Much Ado About Traversal¶
(Or, why you should care about it.)
Note
This chapter was adapted, with permission, from a blog post by Rob Miller.
Traversal is an alternative to URL dispatch which allows Pyramid applications to map URLs to code.
Note
Ex-Zope users who are already familiar with traversal and view lookup conceptually may want to skip directly to the Traversal chapter, which discusses technical details. This chapter is mostly aimed at people who have previous Pylons experience or experience in another framework which does not provide traversal, and need an introduction to the "why" of traversal.
Some folks who have been using Pylons and its Routes-based URL matching for a long time are being exposed for the first time, via Pyramid, to new ideas such as "traversal" and "view lookup" as a way to route incoming HTTP requests to callable code. Some of the same folks believe that traversal is hard to understand. Others question its usefulness; URL matching has worked for them so far, so why should they even consider dealing with another approach, one which doesn't fit their brain and which doesn't provide any immediately obvious value?

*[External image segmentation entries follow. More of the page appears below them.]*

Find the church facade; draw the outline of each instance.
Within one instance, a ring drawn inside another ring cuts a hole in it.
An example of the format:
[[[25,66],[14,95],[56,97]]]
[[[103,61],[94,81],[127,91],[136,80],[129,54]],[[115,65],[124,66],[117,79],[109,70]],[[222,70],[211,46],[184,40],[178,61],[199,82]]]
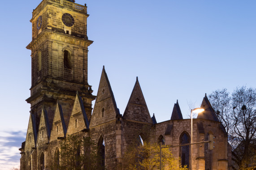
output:
[[[90,136],[104,148],[104,164],[116,170],[122,156],[143,129],[149,127],[149,141],[173,145],[191,143],[191,121],[183,119],[177,101],[171,118],[157,123],[148,109],[138,78],[124,113],[118,109],[103,67],[96,96],[88,82],[86,4],[73,0],[43,0],[32,13],[31,111],[26,141],[20,150],[21,170],[50,170],[60,144],[69,135]],[[92,101],[95,100],[93,111]],[[193,119],[192,143],[215,137],[208,144],[172,149],[191,170],[230,170],[227,134],[206,94],[204,109]],[[192,161],[191,161],[192,159]]]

You can be assured that if you don't want to understand traversal, you don't have to. You can happily build Pyramid applications with only URL dispatch. However, there are some straightforward, real-world use cases that are much more easily served by a traversal-based approach than by a pattern-matching mechanism. Even if you haven't yet hit one of these use cases yourself, understanding these new ideas is worth the effort for any web developer so you know when you might want to use them. Traversal is actually a straightforward metaphor easily comprehended by anyone who's ever used a run-of-the-mill file system with folders and files.
URL Dispatch¶
Let's step back and consider the problem we're trying to solve. An HTTP request for a particular path has been routed to our web application. The requested path will possibly invoke a specific view callable function defined somewhere in our app. We're trying to determine which callable function, if any, should be invoked for a given requested URL.

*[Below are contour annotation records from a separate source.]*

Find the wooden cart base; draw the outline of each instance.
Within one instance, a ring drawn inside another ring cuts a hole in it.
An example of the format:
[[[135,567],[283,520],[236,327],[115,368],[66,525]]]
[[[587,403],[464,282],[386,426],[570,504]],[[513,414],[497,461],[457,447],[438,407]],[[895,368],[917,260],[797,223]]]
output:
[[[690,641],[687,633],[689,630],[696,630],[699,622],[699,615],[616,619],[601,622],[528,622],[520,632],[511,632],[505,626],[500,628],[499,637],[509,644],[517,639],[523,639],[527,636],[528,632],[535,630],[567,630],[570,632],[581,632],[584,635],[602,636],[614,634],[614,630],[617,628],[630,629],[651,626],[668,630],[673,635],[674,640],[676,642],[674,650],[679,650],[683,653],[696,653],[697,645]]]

Many systems, including Pyramid, offer a simple solution. They offer the concept of "URL matching". URL matching approaches this problem by parsing the URL path and comparing the results to a set of registered "patterns", defined by a set of regular expressions or some other URL path templating syntax. Each pattern is mapped to a callable function somewhere; if the request path matches a specific pattern, the associated function is called. If the request path matches more than one pattern, some conflict resolution scheme is used, usually a simple order precedence so that the first match will take priority over any subsequent matches. If a request path doesn't match any of the defined patterns, a "404 Not Found" response is returned.
In Pyramid, we offer an implementation of URL matching which we call URL
dispatch. Using Pyramid syntax, we might have a match pattern such as
/{userid}/photos/{photoid}
, mapped to a photo_view()
function defined
somewhere in our code. Then a request for a path such as
/joeschmoe/photos/photo1
would be a match, and the photo_view()
function would be invoked to handle the request. Similarly,
/{userid}/blog/{year}/{month}/{postid}
might map to a blog_post_view()
function, so /joeschmoe/blog/2010/12/urlmatching
would trigger the
function, which presumably would know how to find and render the
urlmatching
blog post.
Historical Refresher¶
Now that we've refreshed our understanding of URL dispatch, we'll dig
in to the idea of traversal. Before we do, though, let's take a trip down
memory lane. If you've been doing web work for a while, you may remember a
time when we didn't have fancy web frameworks like Pylons and
Pyramid. Instead, we had general purpose HTTP servers that primarily
served files off of a file system. The "root" of a given site mapped to a
particular folder somewhere on the file system. Each segment of the request
URL path represented a subdirectory. The final path segment would be either a
directory or a file, and once the server found the right file it would package
it up in an HTTP response and send it back to the client. So serving up a
request for /joeschmoe/photos/photo1
literally meant that there was a
joeschmoe
folder somewhere, which contained a photos
folder, which in
turn contained a photo1
file. If at any point along the way we find that
there is not a folder or file matching the requested path, we return a 404
response.
As the web grew more dynamic, however, a little bit of extra complexity was
added. Technologies such as CGI and HTTP server modules were developed. Files
were still looked up on the file system, but if the file ended with (for
example) .cgi
or .php
, or if it lived in a special folder, instead of
simply sending the file to the client the server would read the file, execute
it using an interpreter of some sort, and then send the output from this
process to the client as the final result. The server configuration specified
which files would trigger some dynamic code, with the default case being to
just serve the static file.
Traversal (a.k.a., Resource Location)¶
Believe it or not, if you understand how serving files from a file system works, you understand traversal. And if you understand that a server might do something different based on what type of file a given request specifies, then you understand view lookup.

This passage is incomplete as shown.